Öğrenciler arasında Ceza Kürsüsü’nün, kendi verdiği derslerin hem sübjektif hem objektif olarak okuldaki geçilmesi en zor dersler olarak anılmasını istediğine dair yaygın bir kanaat var. Son yıllarda mezun olan ya da olmayan hangi öğrenciye sorarsanız sorun bu fikrimi doğrulayacaktır. En başta Ceza Kürsüsü’nün derslerinin diğer kürsülerin derslerinden daha önemli olduğu iddia edilemez. Keza daha önemsiz olarak da görülemez. Diğer derslerle arasında “Primusİnterpares” yani eşitler arasında birincilik gibi bir hiyerarşik ilişki olduğu da ileri sürülemez. İnsanın temel hak ve özgürlüklerini merkeze alması ve ana konusunun insan olması bu durumu değiştirmez. Hiçbir hukuk dalı yoktur ki konusu insan ya da insan hakkı olmasın. Ceza derslerine önem verilmesini sağlamak için bir miktar dolaylı zorlaştırma yoluna gidilebilir ama unutulmamalı ki bir şeyde haddi aşmak onu zıddına inkılâp ettirir. Öğrenciler arasında ceza derslerini sevenlerden ziyade yaka silkenlerin giderek arttığı göz önüne alınırsa ne demek istediğim daha iyi anlaşılacaktır.
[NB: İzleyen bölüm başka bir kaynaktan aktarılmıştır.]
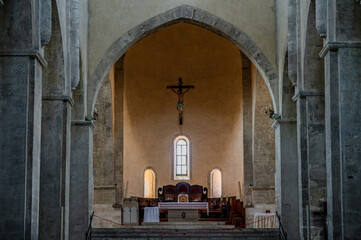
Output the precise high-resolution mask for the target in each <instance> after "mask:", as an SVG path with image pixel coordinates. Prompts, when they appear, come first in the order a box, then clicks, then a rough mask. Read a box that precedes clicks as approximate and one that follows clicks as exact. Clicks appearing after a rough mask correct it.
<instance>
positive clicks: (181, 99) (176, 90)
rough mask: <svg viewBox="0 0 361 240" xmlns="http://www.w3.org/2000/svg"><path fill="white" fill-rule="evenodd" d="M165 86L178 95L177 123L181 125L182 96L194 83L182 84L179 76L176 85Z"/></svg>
mask: <svg viewBox="0 0 361 240" xmlns="http://www.w3.org/2000/svg"><path fill="white" fill-rule="evenodd" d="M167 88H170V89H171V90H172V91H173V92H175V93H176V94H177V95H178V103H177V110H178V114H179V125H182V124H183V107H184V102H183V96H184V94H185V93H186V92H188V91H189V90H190V89H191V88H194V85H183V81H182V78H179V82H178V85H175V86H174V85H173V86H167Z"/></svg>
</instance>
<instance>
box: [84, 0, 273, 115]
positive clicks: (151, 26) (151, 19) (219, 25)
mask: <svg viewBox="0 0 361 240" xmlns="http://www.w3.org/2000/svg"><path fill="white" fill-rule="evenodd" d="M179 22H185V23H190V24H194V25H197V26H200V27H203V28H205V29H207V30H209V31H211V32H214V33H216V34H218V35H220V36H222V37H224V38H225V39H227V40H229V41H231V42H232V43H233V44H235V45H236V46H237V47H238V48H239V49H240V50H241V51H242V52H243V53H244V54H245V55H246V56H247V57H248V58H249V59H250V60H251V61H252V62H253V64H254V65H255V66H256V67H257V69H258V70H259V71H260V73H261V74H262V77H263V78H264V80H265V82H266V85H267V86H268V89H269V91H270V94H271V98H272V102H273V105H274V109H277V104H276V99H277V95H278V86H277V84H278V78H277V73H276V71H275V70H274V68H273V67H272V65H271V63H270V62H269V60H268V59H267V58H266V56H265V55H264V53H263V52H262V51H261V49H260V48H259V47H258V46H257V45H256V44H255V43H254V42H253V40H252V39H251V38H250V37H248V36H247V35H246V34H245V33H244V32H243V31H242V30H241V29H239V28H237V27H236V26H234V25H232V24H231V23H229V22H227V21H225V20H223V19H221V18H219V17H217V16H215V15H213V14H211V13H209V12H207V11H204V10H202V9H199V8H196V7H193V6H189V5H181V6H179V7H176V8H173V9H170V10H168V11H166V12H164V13H161V14H159V15H157V16H155V17H153V18H150V19H148V20H146V21H144V22H143V23H141V24H139V25H138V26H136V27H134V28H133V29H131V30H129V31H128V32H126V33H125V34H123V35H122V36H121V37H120V38H118V39H117V40H116V41H115V42H114V43H113V44H112V45H111V46H110V47H109V48H108V50H107V51H106V53H105V54H104V56H103V58H102V59H101V61H100V63H99V64H98V66H97V68H96V69H95V72H94V73H93V75H92V76H91V78H90V81H89V84H88V86H89V88H88V101H87V102H88V113H92V112H93V110H94V104H95V101H96V98H97V94H98V91H99V88H100V86H101V85H102V82H103V81H104V79H105V76H106V75H107V74H108V72H109V69H110V68H111V66H113V65H114V64H115V62H116V61H117V60H118V59H119V58H120V57H121V56H122V55H123V54H124V53H125V52H126V51H127V50H128V49H129V48H130V47H132V46H133V45H134V44H135V43H137V42H138V41H140V40H141V39H143V38H145V37H147V36H148V35H150V34H152V33H154V32H156V31H158V30H160V29H163V28H166V27H167V26H170V25H173V24H176V23H179Z"/></svg>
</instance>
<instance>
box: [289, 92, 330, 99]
mask: <svg viewBox="0 0 361 240" xmlns="http://www.w3.org/2000/svg"><path fill="white" fill-rule="evenodd" d="M317 96H325V92H324V91H317V90H302V91H296V93H295V95H294V96H293V97H292V100H293V101H295V102H296V101H297V100H298V99H299V98H306V97H317Z"/></svg>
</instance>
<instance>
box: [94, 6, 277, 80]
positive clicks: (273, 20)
mask: <svg viewBox="0 0 361 240" xmlns="http://www.w3.org/2000/svg"><path fill="white" fill-rule="evenodd" d="M184 4H187V5H191V6H194V7H198V8H201V9H203V10H205V11H208V12H210V13H212V14H214V15H216V16H218V17H220V18H222V19H224V20H226V21H228V22H230V23H232V24H233V25H235V26H237V27H238V28H240V29H241V30H242V31H244V32H245V33H246V34H247V35H248V36H249V37H250V38H251V39H252V40H253V41H254V42H255V43H256V45H257V46H258V47H259V48H260V49H261V50H262V51H263V52H264V54H265V56H266V57H267V58H268V60H269V61H270V62H271V63H272V64H273V66H274V68H275V69H276V67H275V66H276V56H275V14H274V9H273V8H274V1H273V0H227V1H225V0H152V1H149V0H136V1H135V0H89V12H90V16H89V45H88V49H89V53H88V54H89V55H88V57H89V76H92V74H93V73H94V71H95V68H96V66H97V65H98V63H99V62H100V60H101V59H102V57H103V55H104V53H105V52H106V50H107V49H108V48H109V47H110V46H111V44H112V43H113V42H114V41H115V40H116V39H118V38H119V37H120V36H122V34H124V33H126V32H127V31H129V30H130V29H132V28H134V27H135V26H137V25H139V24H141V23H142V22H144V21H146V20H147V19H149V18H151V17H154V16H156V15H158V14H160V13H163V12H165V11H167V10H169V9H172V8H175V7H178V6H180V5H184Z"/></svg>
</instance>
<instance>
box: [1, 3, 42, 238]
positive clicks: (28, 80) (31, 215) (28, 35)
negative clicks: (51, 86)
mask: <svg viewBox="0 0 361 240" xmlns="http://www.w3.org/2000/svg"><path fill="white" fill-rule="evenodd" d="M39 13H40V10H39V6H38V5H37V4H35V3H34V1H30V0H27V1H25V0H23V1H6V2H5V4H4V5H0V19H2V22H1V28H0V42H1V44H0V95H1V97H0V113H1V114H0V123H1V124H0V159H1V160H0V209H1V213H0V239H14V240H18V239H19V240H20V239H38V227H39V178H40V132H41V95H42V92H41V85H42V82H41V78H42V68H43V67H45V66H46V62H45V61H44V59H43V57H42V55H41V53H40V52H39V49H40V39H39V37H40V34H39V22H38V19H39Z"/></svg>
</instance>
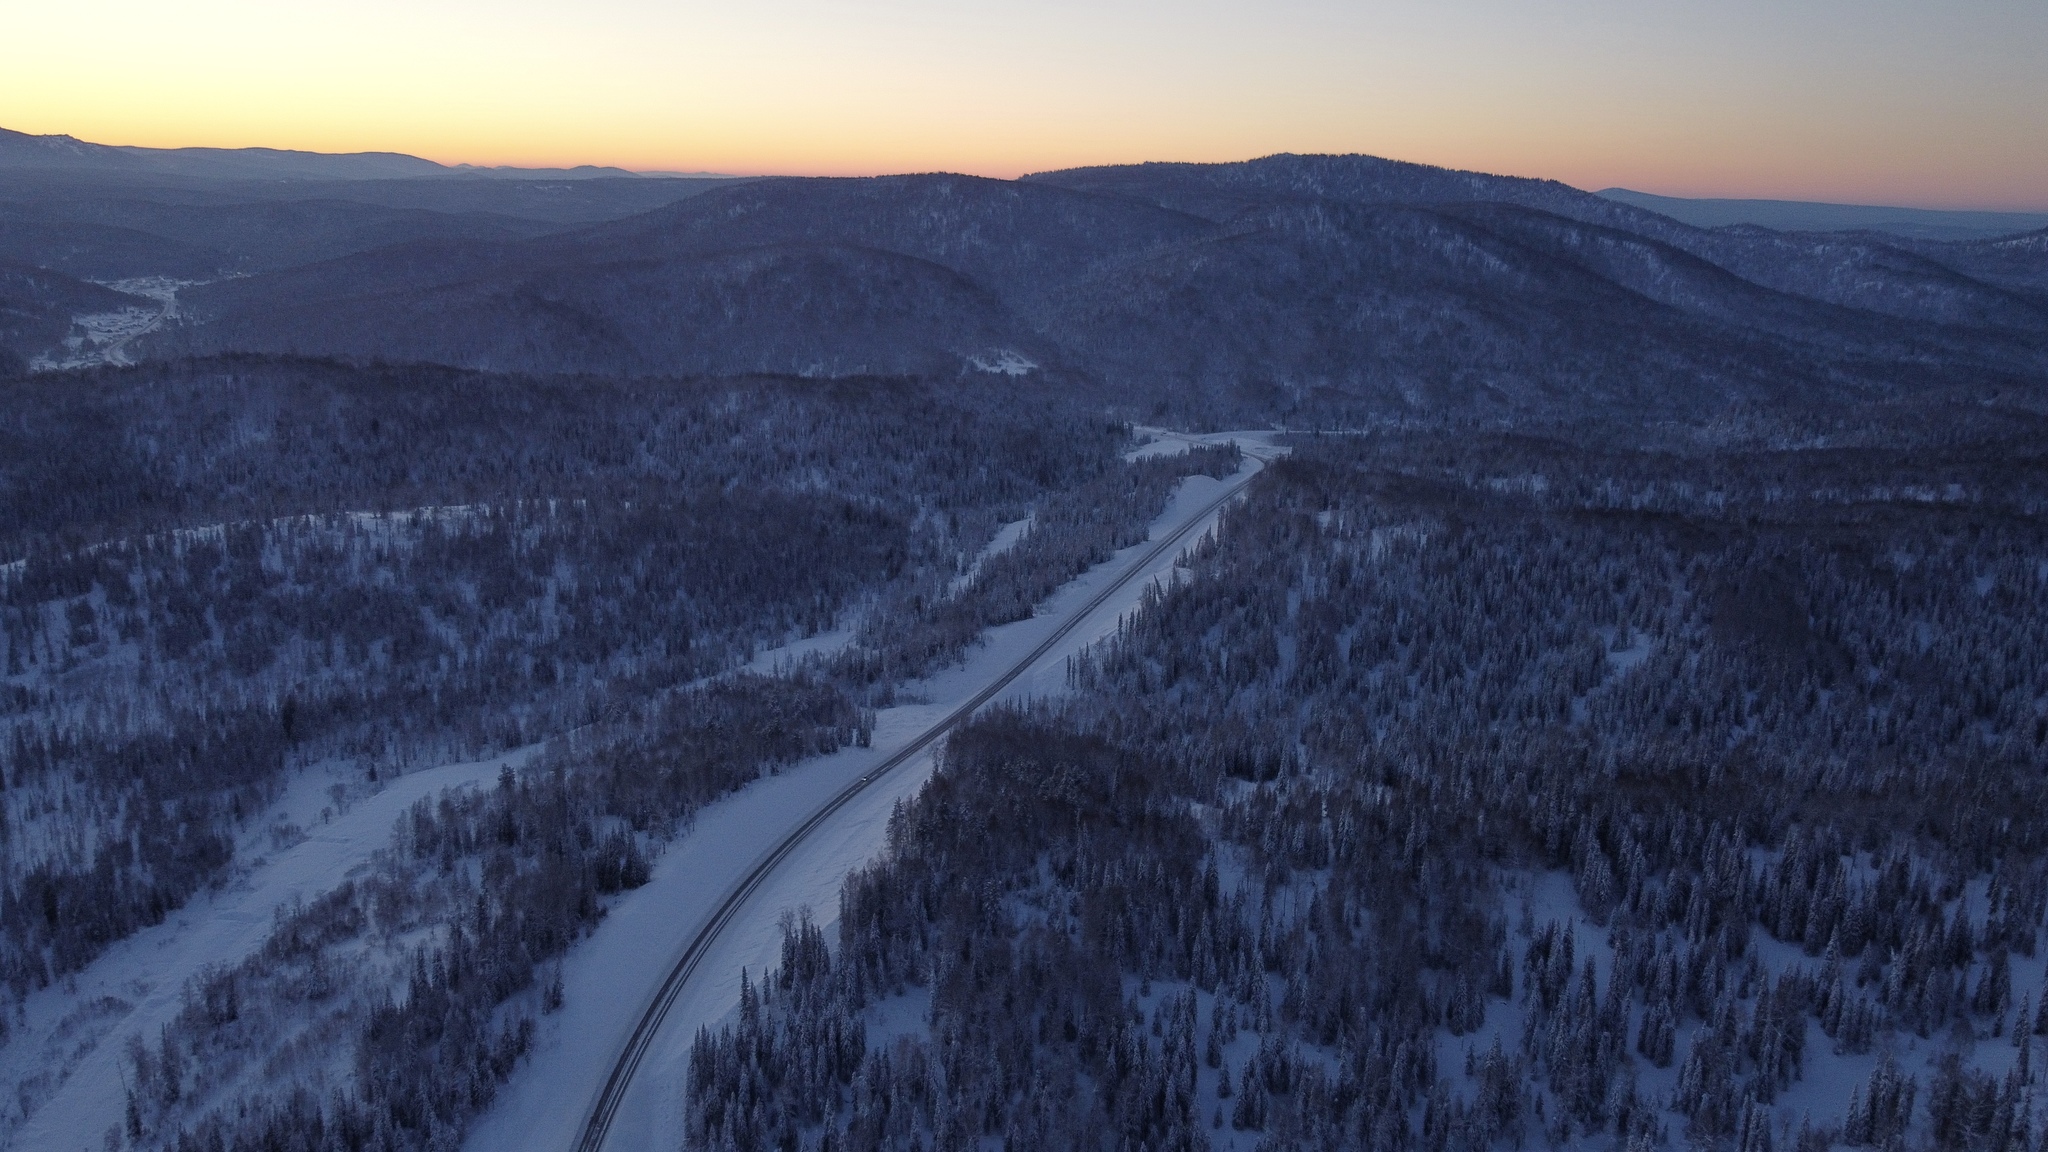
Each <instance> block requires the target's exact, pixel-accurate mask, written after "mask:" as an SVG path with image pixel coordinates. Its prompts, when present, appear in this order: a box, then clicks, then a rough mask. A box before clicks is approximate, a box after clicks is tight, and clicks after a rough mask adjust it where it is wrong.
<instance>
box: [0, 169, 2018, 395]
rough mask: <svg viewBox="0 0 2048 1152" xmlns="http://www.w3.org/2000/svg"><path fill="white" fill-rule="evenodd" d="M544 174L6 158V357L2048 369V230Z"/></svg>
mask: <svg viewBox="0 0 2048 1152" xmlns="http://www.w3.org/2000/svg"><path fill="white" fill-rule="evenodd" d="M258 172H260V174H264V178H262V180H252V178H250V176H252V174H258ZM514 174H516V176H522V178H492V180H485V178H473V176H471V178H465V176H463V174H459V172H455V170H449V168H442V166H436V164H432V162H424V160H418V158H406V156H389V154H360V156H315V154H289V152H266V150H248V152H219V150H170V152H152V150H125V148H104V146H88V143H80V141H74V139H70V137H23V135H18V133H10V135H6V137H4V139H0V189H4V199H0V260H8V262H10V266H12V269H14V271H12V273H10V277H12V279H10V281H8V283H12V285H23V287H14V289H8V291H10V295H8V303H6V314H8V322H6V348H8V353H10V359H12V361H16V363H31V361H33V363H43V365H57V363H92V359H94V348H96V342H94V330H92V326H90V324H72V318H74V316H82V314H84V312H80V307H82V305H80V303H78V301H84V299H88V297H90V299H94V301H96V303H92V305H90V307H96V310H106V307H113V305H111V303H109V301H106V299H104V297H92V289H90V283H117V281H139V279H145V277H158V279H168V281H180V283H182V285H180V287H178V291H176V305H174V310H176V318H174V320H170V318H168V316H166V320H164V322H160V324H141V326H143V328H147V330H145V332H141V334H133V332H129V328H121V330H123V332H125V334H123V342H121V346H119V348H117V351H115V353H106V355H104V357H100V359H133V357H174V355H217V353H266V355H307V357H340V359H348V361H426V363H440V365H453V367H465V369H483V371H518V373H608V375H741V373H791V375H924V377H954V375H967V377H973V375H983V373H1020V371H1042V373H1049V377H1053V379H1071V381H1075V383H1077V385H1085V387H1092V389H1100V392H1104V394H1106V396H1110V398H1114V400H1116V402H1118V404H1124V406H1126V408H1130V410H1135V412H1159V414H1163V412H1184V414H1204V416H1210V418H1227V416H1245V414H1270V416H1276V418H1284V420H1296V422H1315V420H1339V418H1346V416H1343V414H1358V412H1425V410H1427V412H1436V410H1475V412H1487V410H1538V408H1548V406H1559V404H1567V406H1569V404H1583V402H1599V404H1618V406H1622V408H1630V410H1661V408H1669V410H1710V408H1722V406H1745V404H1776V402H1837V400H1843V398H1913V396H1931V394H1942V396H1966V398H1976V400H1989V398H2001V396H2015V394H2036V392H2038V389H2040V385H2042V379H2044V365H2048V232H2036V234H2019V236H2007V238H1976V240H1925V238H1913V236H1896V234H1878V232H1829V234H1806V232H1772V230H1763V228H1753V225H1737V228H1696V225H1692V223H1683V221H1679V219H1673V215H1663V213H1657V211H1649V209H1645V207H1638V205H1634V203H1624V201H1620V199H1616V195H1591V193H1583V191H1577V189H1571V187H1567V184H1559V182H1548V180H1528V178H1507V176H1487V174H1479V172H1454V170H1442V168H1430V166H1419V164H1403V162H1393V160H1378V158H1368V156H1270V158H1264V160H1253V162H1243V164H1137V166H1110V168H1079V170H1067V172H1042V174H1034V176H1026V178H1022V180H987V178H975V176H950V174H928V176H879V178H762V180H743V182H725V180H674V178H668V180H664V178H641V176H623V174H604V176H594V178H578V180H569V178H563V174H561V172H514ZM152 180H154V182H152ZM1688 203H1692V201H1688ZM31 269H35V271H33V273H31ZM31 279H33V283H35V287H33V291H31V287H27V285H29V283H31ZM82 281H84V283H86V287H80V283H82ZM133 307H141V310H147V307H160V305H158V303H150V301H137V303H135V305H133ZM66 334H68V338H70V346H68V348H66V351H57V348H55V346H57V344H63V340H66Z"/></svg>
Bir akademisyenden, “Öğrencilere sınav hazırlarken aslında biz de sınav oluyoruz. İsabetli sınav hazırlayıp hazırlayamadığımız, takdir edip edemediğimiz ortaya çıkıyor.” diye bir söz işitmiştim. Bu sözün doğruluğuna bu seneki nam-ı diğer CMK sınavının sonuçları açıklandıktan sonra bizatihi şahit oldum. Akademisyen öyle haklıymış ki gerçekten de sınav sorularını çözmek öğrencileri, sınav sorularını hazırlamak ve takdir etmek hocaları sınıyormuş. Ceza Kürsüsü’ndeki tüm hocalarıma hürmetim sonsuzdur. Hepsinin üzerimde emeği vardır ama şu bir gerçek ki ben dahil öğrencilerin ezici bir çoğunluğunun nazarında özellikle korona salgını döneminde sınav hazırlama ve takdir etme konusunda kubbede hoş sadâ bırakamadılar.